Neal Morse: Eric and Randy had to go home. Bill and I were the only ones here. Mike was asleep; as he doesn’t start before 1:00 pm [laughing]. We had to create everything after Eric’s solo on “The Great Despair” all the way to “A Love that Never Dies.” We had a bunch of musical pieces and knew what we wanted to do but didn’t have it together. Mike was leaving the next day, and he said to us, “You have until this morning to figure it out; otherwise we won’t make it.” We then wrote on the fly and pulled ideas from the original August demo. We had thirty minutes, and in the last five minutes, it all came together. We were like; print it so Mike can do the drums!

Robert Cavuoto: “A Love That Never Dies” is a perfect way to end this album. Tell about saving that song for last.

Neal Morse: We had “A Love That Never Dies” for a long time; we just never knew how to get to it. Writing a concept album is not about having a bunch of good songs. You have to figure out how to make it all work, and that’s the challenge. We always knew that “A Love That Never Dies” would be a great ending.

Robert Cavuoto: There are similarities between the album covers of this CD and The Similitude of a Dream.

Neal Morse: The idea was to make it clear that it is part of the same story.

Robert Cavuoto: It must have been a challenge to get everyone on board for a two-disc album.

Neal Morse: Not only was Mike opposed to it but the band was more opposed to it this time than last time.
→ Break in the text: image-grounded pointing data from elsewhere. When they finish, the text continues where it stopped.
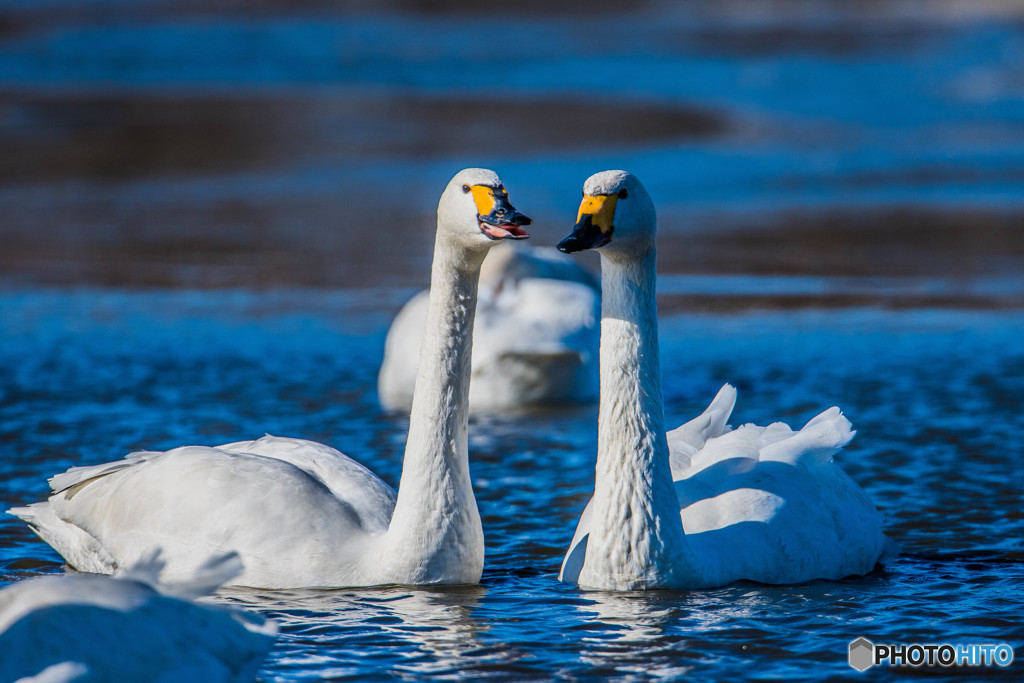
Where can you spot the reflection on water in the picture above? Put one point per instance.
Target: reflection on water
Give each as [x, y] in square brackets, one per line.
[934, 394]
[853, 167]
[357, 632]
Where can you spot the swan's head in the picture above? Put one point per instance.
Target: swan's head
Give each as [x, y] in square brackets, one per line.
[616, 215]
[474, 210]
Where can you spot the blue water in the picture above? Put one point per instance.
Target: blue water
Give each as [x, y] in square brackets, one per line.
[821, 111]
[88, 375]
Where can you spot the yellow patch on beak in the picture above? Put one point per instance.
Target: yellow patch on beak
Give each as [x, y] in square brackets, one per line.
[601, 208]
[484, 199]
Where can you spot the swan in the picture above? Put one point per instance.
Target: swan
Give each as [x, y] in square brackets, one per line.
[130, 627]
[704, 505]
[535, 341]
[300, 513]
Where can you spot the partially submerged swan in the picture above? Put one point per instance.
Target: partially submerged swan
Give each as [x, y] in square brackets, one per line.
[133, 627]
[535, 342]
[300, 513]
[704, 505]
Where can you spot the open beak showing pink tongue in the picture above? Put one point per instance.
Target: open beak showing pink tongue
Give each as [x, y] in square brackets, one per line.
[504, 222]
[504, 231]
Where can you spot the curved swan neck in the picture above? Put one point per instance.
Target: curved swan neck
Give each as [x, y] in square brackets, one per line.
[637, 539]
[435, 516]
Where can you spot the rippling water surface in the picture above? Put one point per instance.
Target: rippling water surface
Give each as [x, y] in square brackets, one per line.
[840, 210]
[936, 396]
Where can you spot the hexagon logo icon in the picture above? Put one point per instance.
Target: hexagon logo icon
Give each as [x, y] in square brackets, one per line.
[861, 653]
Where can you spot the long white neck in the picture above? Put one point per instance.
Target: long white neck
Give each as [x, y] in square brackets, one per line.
[435, 532]
[636, 537]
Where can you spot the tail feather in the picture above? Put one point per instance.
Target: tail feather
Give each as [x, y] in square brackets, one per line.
[813, 445]
[711, 423]
[210, 575]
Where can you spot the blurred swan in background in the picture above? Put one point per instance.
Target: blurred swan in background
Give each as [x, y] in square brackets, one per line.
[129, 628]
[704, 505]
[536, 337]
[300, 513]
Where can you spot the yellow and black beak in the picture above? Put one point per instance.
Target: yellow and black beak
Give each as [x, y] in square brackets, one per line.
[594, 223]
[498, 218]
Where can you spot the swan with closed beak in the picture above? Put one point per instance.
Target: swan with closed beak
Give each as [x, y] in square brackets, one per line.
[300, 513]
[704, 505]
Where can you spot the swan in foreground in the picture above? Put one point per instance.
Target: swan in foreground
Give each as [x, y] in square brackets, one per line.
[300, 513]
[704, 505]
[535, 341]
[130, 627]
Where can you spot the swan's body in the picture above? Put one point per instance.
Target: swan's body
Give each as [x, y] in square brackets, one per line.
[704, 505]
[133, 627]
[535, 341]
[300, 513]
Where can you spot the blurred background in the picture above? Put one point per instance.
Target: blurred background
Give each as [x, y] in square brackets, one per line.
[800, 152]
[210, 211]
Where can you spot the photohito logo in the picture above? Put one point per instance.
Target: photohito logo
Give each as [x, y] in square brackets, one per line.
[864, 654]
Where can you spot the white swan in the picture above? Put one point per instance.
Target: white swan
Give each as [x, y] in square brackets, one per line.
[705, 505]
[535, 341]
[132, 627]
[299, 513]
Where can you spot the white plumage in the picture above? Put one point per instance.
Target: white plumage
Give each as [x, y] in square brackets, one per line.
[702, 505]
[535, 341]
[133, 627]
[299, 513]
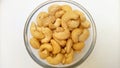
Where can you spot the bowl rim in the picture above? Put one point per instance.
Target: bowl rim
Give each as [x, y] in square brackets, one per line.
[52, 1]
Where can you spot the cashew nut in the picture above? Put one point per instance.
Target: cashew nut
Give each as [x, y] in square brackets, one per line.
[85, 24]
[34, 43]
[53, 9]
[56, 47]
[78, 46]
[59, 13]
[81, 14]
[55, 60]
[46, 46]
[69, 45]
[68, 16]
[84, 35]
[69, 57]
[48, 35]
[62, 35]
[75, 34]
[43, 54]
[34, 31]
[66, 8]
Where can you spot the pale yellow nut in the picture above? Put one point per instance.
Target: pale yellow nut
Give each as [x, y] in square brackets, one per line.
[85, 24]
[61, 42]
[78, 46]
[59, 13]
[84, 35]
[73, 24]
[81, 14]
[34, 43]
[46, 46]
[66, 8]
[69, 57]
[68, 16]
[69, 45]
[55, 60]
[34, 32]
[75, 34]
[53, 9]
[47, 33]
[62, 35]
[56, 47]
[41, 16]
[43, 54]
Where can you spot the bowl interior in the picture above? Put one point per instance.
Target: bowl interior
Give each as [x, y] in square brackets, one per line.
[78, 57]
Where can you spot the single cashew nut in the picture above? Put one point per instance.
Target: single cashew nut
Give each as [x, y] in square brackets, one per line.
[46, 46]
[69, 57]
[62, 35]
[53, 9]
[59, 13]
[55, 60]
[56, 47]
[48, 35]
[34, 43]
[78, 46]
[81, 14]
[85, 24]
[34, 32]
[66, 8]
[68, 16]
[43, 54]
[69, 45]
[84, 35]
[75, 34]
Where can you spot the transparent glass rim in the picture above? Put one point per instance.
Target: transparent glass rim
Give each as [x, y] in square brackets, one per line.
[52, 1]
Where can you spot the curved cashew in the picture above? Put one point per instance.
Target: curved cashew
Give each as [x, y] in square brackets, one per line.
[73, 24]
[84, 35]
[48, 35]
[55, 60]
[78, 46]
[53, 9]
[75, 34]
[56, 47]
[46, 46]
[43, 54]
[81, 14]
[69, 57]
[62, 35]
[68, 16]
[59, 13]
[61, 42]
[34, 43]
[69, 45]
[34, 32]
[66, 8]
[41, 16]
[85, 24]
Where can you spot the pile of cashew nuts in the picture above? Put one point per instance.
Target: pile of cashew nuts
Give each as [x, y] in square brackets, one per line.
[59, 33]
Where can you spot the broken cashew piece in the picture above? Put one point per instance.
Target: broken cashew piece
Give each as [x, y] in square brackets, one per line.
[34, 43]
[55, 60]
[62, 35]
[75, 34]
[34, 31]
[48, 35]
[43, 54]
[56, 47]
[69, 45]
[78, 46]
[84, 35]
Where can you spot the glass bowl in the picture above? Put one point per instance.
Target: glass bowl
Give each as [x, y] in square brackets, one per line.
[78, 58]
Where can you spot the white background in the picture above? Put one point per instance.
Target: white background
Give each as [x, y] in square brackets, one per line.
[13, 14]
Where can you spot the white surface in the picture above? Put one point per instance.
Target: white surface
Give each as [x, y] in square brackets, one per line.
[13, 14]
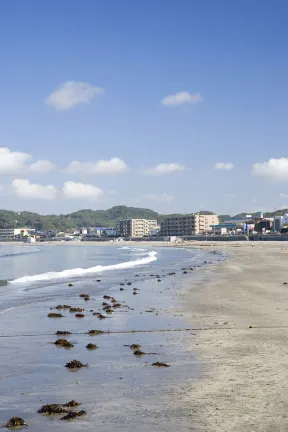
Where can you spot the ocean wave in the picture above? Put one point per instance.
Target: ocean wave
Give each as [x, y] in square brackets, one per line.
[80, 272]
[16, 254]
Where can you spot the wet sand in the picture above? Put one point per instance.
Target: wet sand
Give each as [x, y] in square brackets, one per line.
[119, 390]
[243, 383]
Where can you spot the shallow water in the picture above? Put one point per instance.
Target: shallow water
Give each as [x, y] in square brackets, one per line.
[118, 390]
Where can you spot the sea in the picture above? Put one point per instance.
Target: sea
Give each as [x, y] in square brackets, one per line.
[118, 391]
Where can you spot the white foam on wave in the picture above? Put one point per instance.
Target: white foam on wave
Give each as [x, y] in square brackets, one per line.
[80, 272]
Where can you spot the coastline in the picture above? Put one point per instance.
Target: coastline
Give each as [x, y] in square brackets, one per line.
[243, 381]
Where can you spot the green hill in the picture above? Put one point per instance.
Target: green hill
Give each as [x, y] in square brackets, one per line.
[90, 218]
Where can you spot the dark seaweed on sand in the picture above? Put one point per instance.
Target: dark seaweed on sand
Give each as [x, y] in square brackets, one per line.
[15, 422]
[73, 415]
[75, 364]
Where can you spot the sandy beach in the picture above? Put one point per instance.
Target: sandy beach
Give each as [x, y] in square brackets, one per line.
[243, 384]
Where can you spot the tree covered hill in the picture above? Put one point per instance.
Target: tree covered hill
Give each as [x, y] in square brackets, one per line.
[90, 218]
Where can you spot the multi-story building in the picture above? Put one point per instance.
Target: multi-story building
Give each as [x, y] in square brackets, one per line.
[135, 227]
[12, 233]
[188, 225]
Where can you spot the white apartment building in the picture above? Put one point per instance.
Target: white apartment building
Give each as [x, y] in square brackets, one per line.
[135, 227]
[188, 225]
[11, 233]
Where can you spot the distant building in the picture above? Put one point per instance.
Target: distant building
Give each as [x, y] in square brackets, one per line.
[188, 225]
[135, 227]
[14, 233]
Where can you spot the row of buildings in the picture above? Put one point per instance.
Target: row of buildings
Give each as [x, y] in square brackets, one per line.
[171, 226]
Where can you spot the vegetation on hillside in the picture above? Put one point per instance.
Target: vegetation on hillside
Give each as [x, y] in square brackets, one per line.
[92, 218]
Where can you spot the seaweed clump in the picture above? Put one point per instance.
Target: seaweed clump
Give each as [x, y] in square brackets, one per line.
[64, 343]
[135, 346]
[15, 422]
[75, 364]
[138, 353]
[160, 364]
[91, 346]
[55, 315]
[73, 310]
[95, 332]
[71, 415]
[52, 409]
[72, 404]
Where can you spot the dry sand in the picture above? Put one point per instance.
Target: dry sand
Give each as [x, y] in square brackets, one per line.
[244, 380]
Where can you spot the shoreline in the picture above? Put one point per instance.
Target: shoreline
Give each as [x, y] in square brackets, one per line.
[242, 303]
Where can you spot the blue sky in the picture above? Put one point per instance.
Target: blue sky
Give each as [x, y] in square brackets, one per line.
[184, 103]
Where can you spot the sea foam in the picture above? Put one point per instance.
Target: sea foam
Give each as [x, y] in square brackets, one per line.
[80, 272]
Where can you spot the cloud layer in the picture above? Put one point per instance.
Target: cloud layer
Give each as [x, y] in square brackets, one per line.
[161, 198]
[181, 98]
[74, 190]
[24, 189]
[112, 166]
[71, 93]
[273, 169]
[164, 169]
[22, 163]
[224, 166]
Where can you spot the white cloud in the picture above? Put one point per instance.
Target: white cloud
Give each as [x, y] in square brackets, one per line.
[21, 163]
[274, 169]
[112, 166]
[24, 189]
[181, 98]
[42, 166]
[74, 190]
[224, 166]
[71, 93]
[162, 198]
[163, 169]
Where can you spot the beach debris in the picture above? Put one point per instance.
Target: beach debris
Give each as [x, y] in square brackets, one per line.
[71, 415]
[62, 333]
[63, 343]
[73, 310]
[91, 346]
[135, 346]
[15, 422]
[99, 315]
[160, 364]
[95, 332]
[55, 315]
[138, 353]
[75, 364]
[52, 409]
[72, 404]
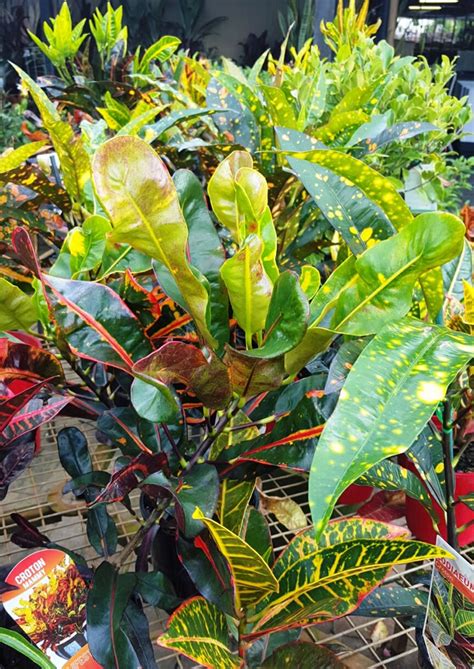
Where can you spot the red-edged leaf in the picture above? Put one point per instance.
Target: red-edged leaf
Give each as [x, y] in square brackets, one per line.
[290, 444]
[13, 461]
[20, 361]
[15, 403]
[177, 362]
[32, 416]
[125, 480]
[97, 323]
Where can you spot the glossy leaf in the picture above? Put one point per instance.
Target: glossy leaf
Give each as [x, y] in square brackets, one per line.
[256, 533]
[322, 584]
[376, 187]
[456, 271]
[388, 475]
[138, 193]
[98, 325]
[106, 603]
[17, 309]
[287, 318]
[304, 655]
[199, 630]
[359, 221]
[412, 364]
[393, 600]
[178, 362]
[251, 575]
[233, 500]
[205, 248]
[248, 285]
[250, 376]
[387, 273]
[290, 444]
[221, 190]
[73, 157]
[18, 642]
[199, 488]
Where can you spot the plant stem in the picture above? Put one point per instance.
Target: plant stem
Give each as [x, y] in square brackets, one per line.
[212, 436]
[154, 516]
[447, 442]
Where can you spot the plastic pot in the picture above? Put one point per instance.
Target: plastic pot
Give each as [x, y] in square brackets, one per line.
[418, 518]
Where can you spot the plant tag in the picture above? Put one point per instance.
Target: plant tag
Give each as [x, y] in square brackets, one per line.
[49, 604]
[449, 624]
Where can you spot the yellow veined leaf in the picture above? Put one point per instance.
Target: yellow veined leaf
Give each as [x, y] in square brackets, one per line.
[233, 501]
[138, 193]
[199, 630]
[73, 157]
[468, 303]
[252, 577]
[323, 584]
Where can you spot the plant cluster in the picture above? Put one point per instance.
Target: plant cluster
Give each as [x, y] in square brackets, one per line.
[277, 306]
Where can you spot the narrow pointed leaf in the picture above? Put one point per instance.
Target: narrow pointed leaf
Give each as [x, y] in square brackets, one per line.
[199, 630]
[251, 575]
[233, 501]
[138, 193]
[17, 309]
[324, 584]
[344, 206]
[412, 364]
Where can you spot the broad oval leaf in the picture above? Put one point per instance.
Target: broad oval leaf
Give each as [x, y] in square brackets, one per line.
[137, 192]
[412, 364]
[199, 630]
[251, 575]
[17, 309]
[97, 324]
[248, 286]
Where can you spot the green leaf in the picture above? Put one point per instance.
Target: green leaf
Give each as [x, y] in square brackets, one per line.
[106, 603]
[386, 274]
[17, 310]
[154, 402]
[138, 193]
[73, 157]
[388, 475]
[13, 159]
[257, 534]
[233, 500]
[411, 365]
[317, 585]
[456, 271]
[248, 286]
[376, 187]
[221, 190]
[205, 248]
[304, 655]
[97, 324]
[197, 491]
[21, 645]
[83, 248]
[358, 220]
[251, 575]
[388, 601]
[287, 318]
[199, 630]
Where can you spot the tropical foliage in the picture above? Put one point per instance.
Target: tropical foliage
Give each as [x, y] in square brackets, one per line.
[280, 305]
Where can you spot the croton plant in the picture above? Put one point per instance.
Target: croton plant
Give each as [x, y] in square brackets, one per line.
[208, 359]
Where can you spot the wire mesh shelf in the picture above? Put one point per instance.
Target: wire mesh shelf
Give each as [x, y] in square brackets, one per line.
[38, 496]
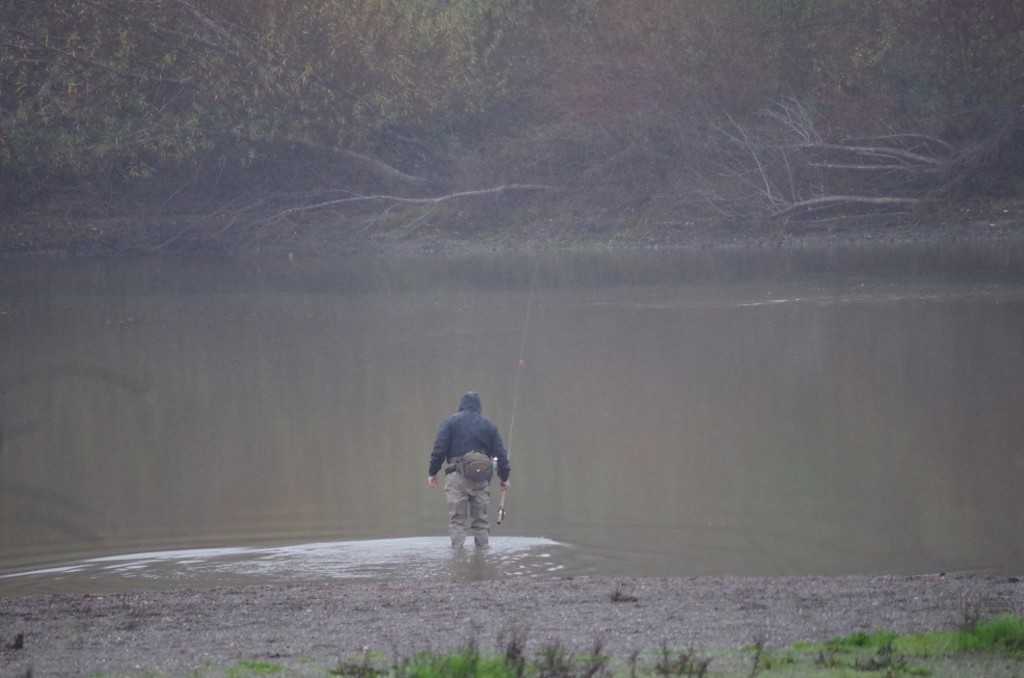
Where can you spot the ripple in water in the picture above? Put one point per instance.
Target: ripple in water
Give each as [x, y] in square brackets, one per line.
[390, 559]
Bill said to me that maybe this wasn’t the right time for a double album. I think we all felt like it wasn’t the right time including myself. It wasn’t until the January sessions that we all thought it could be The Similitude Part II.

Robert Cavuoto: What is the plan when it comes to touring to support this album; will it be played in its entirety?

Neal Morse: For this tour, we are going to do the album in its entirety plus a few encores. I think it will be as epic as epic can be. We will have videos playing behind us. Last time I did some costume changes which I’ll look to incorporate this time. I have so much going on I haven’t had time to think about the live show. My daughter just got married, I was gone a week working on Flying Colors, and the mix for the Jesus musical is coming out shortly. The live show is next on my list.

Robert Cavuoto: Tell me about your friendship with Mike and working together musically?

Neal Morse: Musically we are pretty “simpatico” most of the time. We’ve had a few minor musical disagreements on the last few albums. He is a very enthusiastic person who really carries things. We’re a good pairing. I tend to be a little more cautious when it comes to music needing time to digest while Michael will like something immediately and want to play and record it. His enthusiasm has helped us win the day to make these records. He is a brilliant guy who has incredible artistic instincts and musical taste.